While the term genocide should not be used lightly or indiscriminately to describe any human-rights violation, as Kate Cronin-Furman wrote for Slate last fall, the past treatment of the Rohingya and statements by senior political leaders and military commanders “make up exactly the sort of sociopolitical context in which international courts have inferred in the past that mass atrocities were committed with genocidal intent.” The U.N. report concurs with that assessment.

But labeling an atrocity a genocide and actually doing something about it are two different things. The report recommends that the crisis be referred to the International Criminal Court. Since Myanmar is not a state party to the ICC, such an investigation can begin only if it is referred by the U.N. Security Council. That’s not likely to happen given that two of the council’s members—Russia and China—have been resistant to investigating or pressuring the Myanmar government. ICC Chief Prosecutor Fatou Bensouda has been pushing to open an investigation in Bangladesh, which is an ICC member and where most of the Rohingya have fled, but this would cover only the crime of deportation, not more serious offenses like genocide, rape, and war crimes that were committed within Myanmar. In any case, Suu Kyi’s government has made clear it has no intention of cooperating with the court’s proceedings in any country.

The report recommends that the Security Council enact an arms embargo on Myanmar, which is equally unlikely, although individual countries may take action. Secretary of State Mike Pompeo noted the anniversary of the attacks two days ago, writing on Twitter, “The U.S. will continue to hold those responsible accountable.” The Treasury Department imposed new sanctions on the Myanmar security forces this month.
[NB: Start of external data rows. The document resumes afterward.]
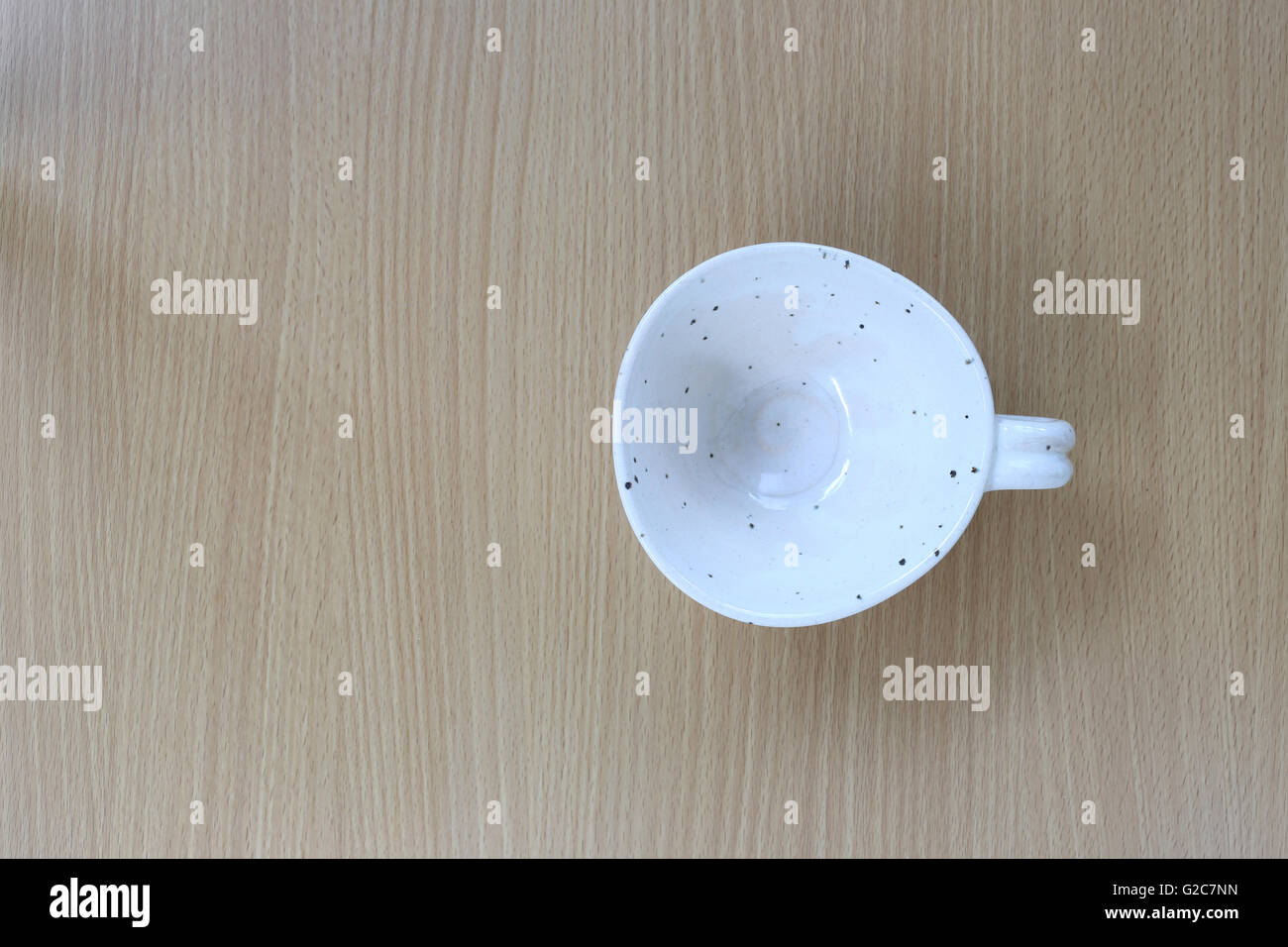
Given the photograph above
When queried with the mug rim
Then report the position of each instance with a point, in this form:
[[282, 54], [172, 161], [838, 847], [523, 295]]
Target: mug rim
[[631, 505]]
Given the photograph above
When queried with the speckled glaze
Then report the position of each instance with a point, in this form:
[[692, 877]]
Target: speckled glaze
[[851, 436]]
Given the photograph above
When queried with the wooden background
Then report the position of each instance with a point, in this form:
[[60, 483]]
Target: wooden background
[[472, 427]]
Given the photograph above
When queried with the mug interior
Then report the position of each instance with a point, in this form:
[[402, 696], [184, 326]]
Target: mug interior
[[803, 433]]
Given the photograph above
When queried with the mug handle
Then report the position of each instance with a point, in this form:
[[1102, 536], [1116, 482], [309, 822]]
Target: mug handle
[[1030, 454]]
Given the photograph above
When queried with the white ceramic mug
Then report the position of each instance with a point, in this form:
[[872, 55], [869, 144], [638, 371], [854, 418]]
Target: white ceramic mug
[[800, 433]]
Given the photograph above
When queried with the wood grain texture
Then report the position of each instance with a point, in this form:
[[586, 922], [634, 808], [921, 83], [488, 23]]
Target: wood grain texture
[[472, 427]]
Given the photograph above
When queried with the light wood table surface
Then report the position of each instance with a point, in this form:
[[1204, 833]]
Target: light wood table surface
[[516, 684]]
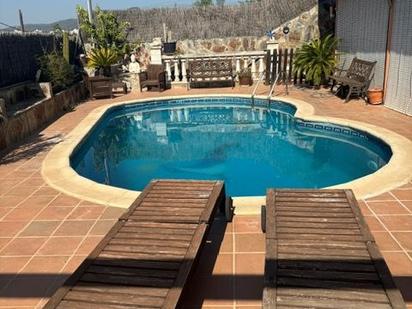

An unexpected player in the Rohingya crisis has been Facebook, which has come under heavy criticism for failing to prevent the spread of misinformation, hate speech, and propaganda in a country where the site is overwhelmingly popular as a news source. CEO Mark Zuckerberg has been questioned about the issue in Congress, and the head of Facebook’s news feed told Slate’s If Then podcast in March that the situation was “deeply concerning” and “challenging for us for a number of reasons.” Today’s U.N. report notes that “Facebook has been a useful instrument for those seeking to spread hate, in a context where for most users Facebook is the Internet.” It characterizes the company’s response as “slow and ineffective.”

On that front, there have been some new developments. On Monday, Facebook announced that it is removing the accounts of several Myanmar military officials from its flagship service as well as Instagram. Reuters calls the action an “essential blackout of the military’s main channel of public communication” and notes that it is the “first time Facebook has imposed such a ban on a country’s military or political leaders.”

Facebook’s role in the violence has gotten what is probably a disproportionate share of the international attention devoted to the Rohingya crisis, which, as Oren Samet writes, perpetuates the “false notion that recent events in Rakhine state were principally communal violence”—a frenzy of hate generated by social media rather than a deliberate campaign masterminded by high-level officials in the country’s military and government.

Putting meaningful pressure on these officials to stop the violence ought to be a higher priority than putting pressure on Mark Zuckerberg, but unfortunately, for now, there appear to be few avenues available to do so.